In ohdsi-studies/LegendT2dm: Large-Scale Evidence Generation and Evaluation in a Network of Databases

knitr::opts_chunk$set(echo = TRUE)
options(kableExtra.latex.load_packages = FALSE)
library(kableExtra)
#knitr::knit_hooks$set(document = function(x) {sub('\\usepackage[]{color}', '\\usepackage[table]{xcolor}', x, fixed = TRUE)})
library(dplyr)
options(knitr.kable.NA = "")

# pdf2png <- function(path) {
#   # only do the conversion for non-LaTeX output
#   if (knitr::is_latex_output()) {
#     return(path)
#   }
#   path2 <- xfun::with_ext(path, "png")
#   img <- magick::image_read_pdf(path)
#   magick::image_write(img, path2, format = "png")
#   path2
# }

latex_table_font_size <- 8

TODO List {-}

Fix export of ps_assessment to remove NULL coefficients
Make corresponding SQL column NOT NULL again
IIT end of obs period for VA
HbA1c control (remove earliest event and remove subject prior to outcome)

List of Abbreviations

abbreviations <- readr::read_delim(col_names = FALSE, delim = ";", trim_ws = TRUE, file = "
  CDM; Common data model
  DPP4; Dipeptidyl peptidase-4
  GLP1; Glucagon-like peptide-1
  IRB; Institutional review board
  LEGEND; Large-scale Evidence Generation and Evaluation across a Network of Databases
  MACE; Major adverse cardiovascular event
  MDRR; Minimum detectable risk ratio
  OHDSI; Observational Health Data Science and Informatics
  OMOP; Observational Medical Outcomes Partnership
  PS; Propensity score
  RCT; Randomized controlled trial
  SGLT2; Sodium-glucose co-transporter-2
  T2DM; Type 2 diabetes mellitus
")

tab <- kable(abbreviations, col.names = NULL, linesep = "", booktabs = TRUE)

if (knitr::is_latex_output()) {
  tab %>% kable_styling(latex_options = "striped", font_size = latex_table_font_size)
} else {
  tab %>% kable_styling(bootstrap_options = "striped")
}

Getting Started

LEGEND-T2DM consists of several R packages available on https://github.com/ohdsi-studies:

LegendT2dm
LegendT2dmCohortExplorer and
LegendT2dmEvidenceExplorer

that depend themselves on a large number of packages from Hades (add link). To gracefully handle these dependencies, LEGEND-T2DM uses renv through a version-controlled renv.lock file to specify each package.

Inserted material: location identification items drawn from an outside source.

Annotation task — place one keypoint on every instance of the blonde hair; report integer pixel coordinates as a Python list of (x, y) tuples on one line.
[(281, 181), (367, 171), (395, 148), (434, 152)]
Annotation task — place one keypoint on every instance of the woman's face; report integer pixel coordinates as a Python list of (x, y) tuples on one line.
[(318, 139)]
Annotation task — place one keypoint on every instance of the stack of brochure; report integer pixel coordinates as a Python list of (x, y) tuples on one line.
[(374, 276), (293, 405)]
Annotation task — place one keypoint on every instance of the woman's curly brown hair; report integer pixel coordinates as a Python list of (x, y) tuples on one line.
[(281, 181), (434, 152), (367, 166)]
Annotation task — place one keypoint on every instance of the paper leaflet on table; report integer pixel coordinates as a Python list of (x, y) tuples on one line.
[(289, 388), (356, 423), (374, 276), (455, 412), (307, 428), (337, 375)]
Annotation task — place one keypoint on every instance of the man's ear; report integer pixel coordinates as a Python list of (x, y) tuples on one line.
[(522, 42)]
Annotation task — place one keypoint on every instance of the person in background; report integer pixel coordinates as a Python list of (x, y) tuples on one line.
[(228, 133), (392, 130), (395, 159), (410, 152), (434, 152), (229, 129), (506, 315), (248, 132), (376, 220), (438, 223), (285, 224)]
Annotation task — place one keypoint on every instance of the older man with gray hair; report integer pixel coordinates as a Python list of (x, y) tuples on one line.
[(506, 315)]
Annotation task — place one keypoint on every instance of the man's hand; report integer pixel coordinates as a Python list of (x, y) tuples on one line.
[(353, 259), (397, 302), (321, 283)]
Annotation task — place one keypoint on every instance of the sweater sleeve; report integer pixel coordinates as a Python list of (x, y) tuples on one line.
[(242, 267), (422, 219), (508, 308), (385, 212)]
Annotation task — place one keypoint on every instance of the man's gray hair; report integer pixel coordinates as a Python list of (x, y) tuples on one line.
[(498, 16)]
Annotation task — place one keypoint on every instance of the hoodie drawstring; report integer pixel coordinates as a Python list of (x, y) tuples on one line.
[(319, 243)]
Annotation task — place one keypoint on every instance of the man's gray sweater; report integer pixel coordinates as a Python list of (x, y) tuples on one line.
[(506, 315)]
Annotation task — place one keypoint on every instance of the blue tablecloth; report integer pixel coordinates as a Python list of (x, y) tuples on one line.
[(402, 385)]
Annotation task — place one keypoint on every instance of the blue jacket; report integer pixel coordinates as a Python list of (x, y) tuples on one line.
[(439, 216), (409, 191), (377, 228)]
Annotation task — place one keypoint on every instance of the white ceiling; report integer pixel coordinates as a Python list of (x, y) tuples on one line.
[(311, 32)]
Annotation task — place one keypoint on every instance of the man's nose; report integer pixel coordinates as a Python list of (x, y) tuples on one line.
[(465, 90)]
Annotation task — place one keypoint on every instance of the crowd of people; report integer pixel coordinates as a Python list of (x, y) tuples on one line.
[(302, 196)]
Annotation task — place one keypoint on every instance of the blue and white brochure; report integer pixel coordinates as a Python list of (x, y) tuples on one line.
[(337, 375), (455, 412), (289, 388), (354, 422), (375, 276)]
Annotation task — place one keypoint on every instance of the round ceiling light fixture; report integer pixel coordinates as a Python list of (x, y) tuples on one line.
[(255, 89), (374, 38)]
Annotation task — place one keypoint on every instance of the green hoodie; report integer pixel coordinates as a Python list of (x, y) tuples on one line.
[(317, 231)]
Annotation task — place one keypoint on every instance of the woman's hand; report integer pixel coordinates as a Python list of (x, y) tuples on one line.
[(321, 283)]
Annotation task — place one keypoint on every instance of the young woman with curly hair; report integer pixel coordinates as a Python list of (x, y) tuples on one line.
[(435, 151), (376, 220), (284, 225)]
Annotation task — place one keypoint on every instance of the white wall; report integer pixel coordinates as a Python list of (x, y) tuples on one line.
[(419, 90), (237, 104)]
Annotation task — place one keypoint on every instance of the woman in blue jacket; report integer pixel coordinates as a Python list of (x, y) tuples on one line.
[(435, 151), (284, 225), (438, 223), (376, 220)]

To install LegendT2dm and all of its dependencies, we first "pull" the lastest source from github:

git clone https://github.com/ohdsi-studies/LegendT2dm

then from within an R or Rstudio terms, we active renv:

install.packages("renv") # Only necessary once
renv::activate()
renv::restore()

after which one can now build and install the final LegendT2dm package.

Exposure Cohort Counts

For the Class-vs-Class Study, we will construct $$ \begin{aligned} & (4 \text{ drug-class targets})\ \times \ & (2 \text{ On-treatment censoring types})\ \times \ & (2 \text{ Prior metformin-use choices}) \ & = 16 \end{aligned} $$ exposure cohort definitions. Likewise, for the Drug-vs-Drug Study, we will construct $$ \begin{aligned} & (22 \text{ drug-ingredient targets})\ \times \ & (2 \text{ On-treatment censoring types})\ \times \ & (2 \text{ Prior metformin-use choices}) \ & = 88 \end{aligned} $$ exposure cohort definitions. For the Heterogeneity Study, we will stratify each of these cohort definitions into $$ \begin{aligned} & 3 \text{ (age: 18-44 / 45-64 /}\ge\text{65) } + \ & 2 \text{ (sex: female / male) } + \ & 1 \text{ (race: Black) } + \ & 2 \text{ (cardiovascular risk: lower / higher) } + \ & 2 \text{ (renal impairment: with/without) } \ & = 10 \end{aligned} $$ additional definitions, results in $(16 + 88) \times 10 = 1040$ further cohort definitions.

Exposure Cohort ID Key

This section documents internal coding used across the three studies to label cohort definitions and their SQL representation. Each cohort carries 9-digit identifier $$ \text{ID}\ [DD][T][M][A][S][R][C][K] $$ where Table \@ref(tab:drug-codes) reports the target 2-digit drug codes $DD$ and Table \@ref(tab:category-codes) lists the codes for time-at-risk $T$, metformin $M$, age $A$, sex $S$, race $R$, cardiovascular $C$ and renal (kidney) $K$ categories.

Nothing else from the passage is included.